University Housing recently recognized staff and residents who embody NC State’s “think and do” spirit. Two sets of awards were given out this summer: the Kay Yow Spirit of the Village Awards and Housing Staff Awards.
NC State is home to 15 living and learning villages, which accommodate the various interests of the student body. One resident from every village was awarded, and staff from across 20 residence halls were recognized and celebrated.
During its inception, the Arts Village was centered on a common interest for theater. This year’s recipient of the Kay Yow Spirit of the Village Award for the Arts Village is Chirag Jagdish Gunjal, a second-year studying computer science with a double minor in music composition and mathematics.

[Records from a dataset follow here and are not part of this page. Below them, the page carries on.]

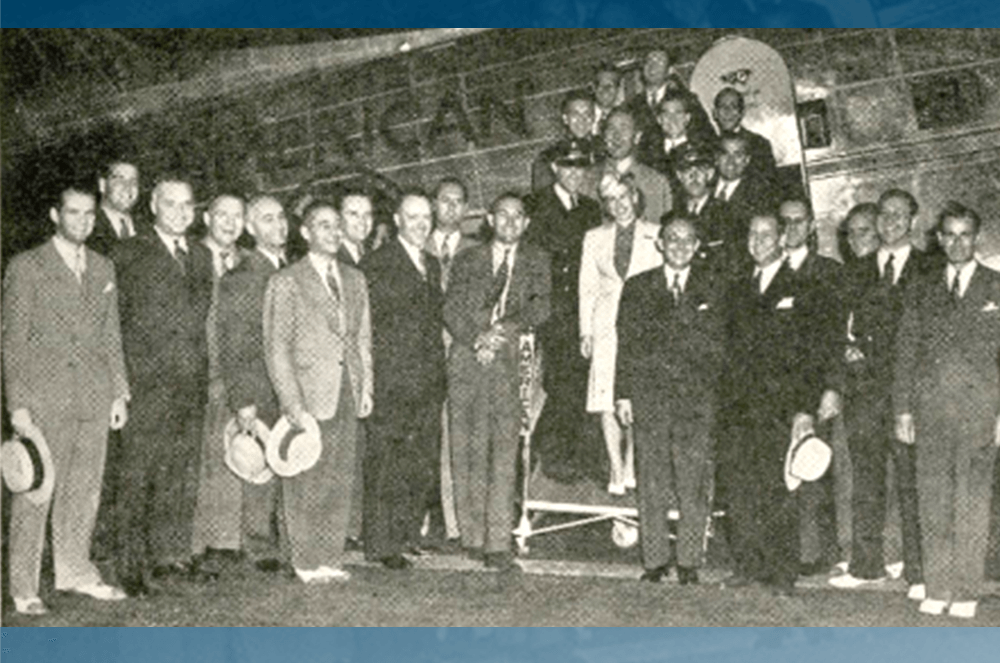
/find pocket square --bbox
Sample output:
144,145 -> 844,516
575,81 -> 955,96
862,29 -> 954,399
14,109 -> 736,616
982,301 -> 999,312
705,240 -> 724,248
776,296 -> 795,310
697,303 -> 711,311
103,282 -> 115,294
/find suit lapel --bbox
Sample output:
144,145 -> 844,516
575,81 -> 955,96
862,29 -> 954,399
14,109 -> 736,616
294,260 -> 343,335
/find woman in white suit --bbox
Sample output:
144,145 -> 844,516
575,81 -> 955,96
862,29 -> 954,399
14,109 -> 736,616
579,172 -> 664,494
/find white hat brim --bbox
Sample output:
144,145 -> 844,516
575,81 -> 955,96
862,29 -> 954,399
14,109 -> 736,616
266,412 -> 322,477
223,417 -> 275,485
1,422 -> 55,505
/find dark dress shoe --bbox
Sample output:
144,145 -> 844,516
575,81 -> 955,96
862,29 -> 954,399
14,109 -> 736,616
484,552 -> 521,572
380,554 -> 413,570
677,566 -> 699,586
720,574 -> 756,589
639,565 -> 669,583
151,561 -> 192,581
255,558 -> 284,574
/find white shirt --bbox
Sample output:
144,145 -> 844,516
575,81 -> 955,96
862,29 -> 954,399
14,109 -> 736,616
554,183 -> 576,212
613,156 -> 635,176
398,236 -> 427,277
308,252 -> 341,299
205,239 -> 236,277
102,205 -> 134,239
754,256 -> 785,295
342,240 -> 363,265
663,135 -> 687,154
592,107 -> 609,137
947,260 -> 977,299
687,194 -> 710,216
786,245 -> 809,272
715,178 -> 742,202
52,233 -> 86,280
491,242 -> 518,323
258,247 -> 284,270
663,264 -> 691,294
432,229 -> 462,261
646,84 -> 667,109
155,226 -> 188,259
877,244 -> 912,286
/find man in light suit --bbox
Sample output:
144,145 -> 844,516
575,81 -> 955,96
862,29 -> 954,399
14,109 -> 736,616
426,177 -> 479,545
87,160 -> 139,257
112,177 -> 214,597
190,195 -> 249,577
720,213 -> 831,596
444,193 -> 551,570
217,196 -> 289,576
362,190 -> 447,569
263,201 -> 373,583
584,107 -> 673,231
615,214 -> 725,586
894,202 -> 1000,619
3,186 -> 130,615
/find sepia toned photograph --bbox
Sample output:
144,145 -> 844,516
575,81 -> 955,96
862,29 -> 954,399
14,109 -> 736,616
2,27 -> 1000,627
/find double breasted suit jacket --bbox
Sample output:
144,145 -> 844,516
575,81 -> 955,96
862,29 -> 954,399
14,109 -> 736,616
364,239 -> 447,431
615,264 -> 725,416
218,250 -> 281,425
112,232 -> 214,399
263,257 -> 373,422
579,218 -> 664,412
3,238 -> 130,422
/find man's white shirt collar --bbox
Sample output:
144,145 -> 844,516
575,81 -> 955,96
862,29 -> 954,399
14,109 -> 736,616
52,233 -> 86,277
342,240 -> 363,265
102,205 -> 133,239
647,84 -> 667,108
308,251 -> 340,296
554,183 -> 576,211
786,245 -> 809,272
716,178 -> 741,201
754,256 -> 785,294
204,238 -> 235,276
663,264 -> 691,292
877,244 -> 911,285
258,247 -> 284,270
614,156 -> 635,175
492,241 -> 518,273
688,194 -> 710,216
154,226 -> 187,258
664,135 -> 687,153
432,228 -> 461,259
947,260 -> 977,298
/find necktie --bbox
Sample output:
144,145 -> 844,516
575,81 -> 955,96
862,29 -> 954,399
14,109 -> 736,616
488,249 -> 511,315
670,272 -> 681,304
220,251 -> 232,275
882,253 -> 895,286
74,249 -> 85,283
950,270 -> 962,302
568,194 -> 577,211
753,267 -> 763,294
326,262 -> 341,305
174,239 -> 187,274
688,199 -> 699,216
614,222 -> 634,280
441,243 -> 452,290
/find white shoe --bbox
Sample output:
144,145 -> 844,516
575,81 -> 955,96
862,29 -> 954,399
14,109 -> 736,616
948,601 -> 977,619
318,566 -> 351,582
907,584 -> 927,601
295,567 -> 332,584
68,582 -> 126,601
918,598 -> 948,615
829,573 -> 885,589
607,482 -> 625,496
831,561 -> 849,576
14,595 -> 48,616
885,561 -> 904,580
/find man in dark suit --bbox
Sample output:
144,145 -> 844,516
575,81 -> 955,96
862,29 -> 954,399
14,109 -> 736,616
830,188 -> 931,598
87,161 -> 139,257
88,160 -> 139,564
615,214 -> 725,586
713,133 -> 777,273
216,195 -> 289,576
591,62 -> 622,138
720,213 -> 831,595
525,140 -> 602,482
893,202 -> 1000,619
638,91 -> 713,191
670,143 -> 739,276
624,50 -> 713,147
3,186 -> 131,615
336,190 -> 373,268
111,177 -> 214,596
713,88 -> 777,184
362,190 -> 448,570
444,193 -> 551,570
780,198 -> 847,576
263,201 -> 373,583
531,90 -> 598,192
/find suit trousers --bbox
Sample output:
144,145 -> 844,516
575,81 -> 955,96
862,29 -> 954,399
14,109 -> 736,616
363,402 -> 441,560
533,323 -> 591,477
117,381 -> 204,577
191,380 -> 243,554
450,357 -> 521,553
8,413 -> 108,598
987,450 -> 1000,581
846,389 -> 924,582
347,425 -> 366,541
634,405 -> 712,570
726,415 -> 800,588
90,428 -> 121,562
282,372 -> 357,571
915,393 -> 996,602
797,418 -> 843,566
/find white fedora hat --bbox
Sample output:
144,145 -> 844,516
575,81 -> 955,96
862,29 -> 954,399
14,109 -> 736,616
266,412 -> 322,478
1,422 -> 55,505
784,426 -> 832,492
223,417 -> 274,485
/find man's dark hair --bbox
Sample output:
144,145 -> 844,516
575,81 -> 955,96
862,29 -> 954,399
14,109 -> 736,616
716,131 -> 750,154
301,199 -> 337,228
593,61 -> 621,82
489,191 -> 524,216
658,90 -> 691,114
561,89 -> 595,116
98,159 -> 137,180
937,200 -> 982,235
55,184 -> 97,210
878,188 -> 919,217
336,188 -> 371,214
714,87 -> 746,113
433,177 -> 468,203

“The Arts Village has undoubtedly helped me gain perspective on many things ranging from Arts to different cultures and even philosophical problems,” Gunjal said in an email. “Being able to talk with other residents about almost anything without the fear of being judged has helped me engage in productive conversation with like-minded people.”
Another key aspect of the awards is the ability to take initiative and start something new within the community. Gunjal and his hallmates used the Arts Village to begin their own band, Funk Wanted.
“I met my incredibly talented hallmates with whom I was able to start Funk Wanted, a band only defined by the style of funk but not by any genre,” Gunjal said. “As musicians, we come from different backgrounds and think differently, but we are brought together by the common goal of creating good music. To me, that is quite representative of the Arts Village.”
Jack Featherstone, a second-year studying physics, is the recipient of the Resident Mentor of the Year award. Featherstone is the resident mentor for the Honors and Scholars Village. Resident mentors serve as an additional resource to students in living and learning villages. They act as a point of reference for new students academically and socially.
To enhance organization at Village Point, Featherstone created a Google Sheet which automatically updates a master attendance sheet for Council, RA and village events.
“The spring semester gave me the opportunity to work behind the scenes,” Featherstone said. “We worked to streamline redundancies by creating a Village Point Google spreadsheet. We integrated this into Slack and introduced it to the community. I will be presenting this work along with two to three members at NCHC (National Collegiate Honors Council) in Dallas this November.”
The first-year on-campus living requirement has also been a positive experience for Featherstone and other residents receiving these awards, and has helped shape their overall college experience.
“I lived in the Quad commons in my first year and this helped me develop a sense of community, which is why I applied for the position of resident mentor,” Featherstone said. “What I enjoyed most about this position is that I was able to develop and implement skills that are not necessarily required for a mentor job. I learned a lot.”
As an international student, Gunjal said the villages extended a warm welcome.
“I could not have chosen a better place to live in, especially as an international student,” Gunjal said. “When people ask me about the experience of moving to a foreign nation, I have nothing but good things to say, thanks to the warmth of the Arts Village community.”
Featherstone also highlighted that the welcoming nature of the village can be especially helpful for freshmen entering this predominantly online semester.
“Communities and villages provide great opportunities to learn and grow, but more so now than ever, one has to be proactive to realize these opportunities,” Featherstone said. “Don't be afraid to ask for help from your peers, professors, mentors and RAs; we're all in this together.”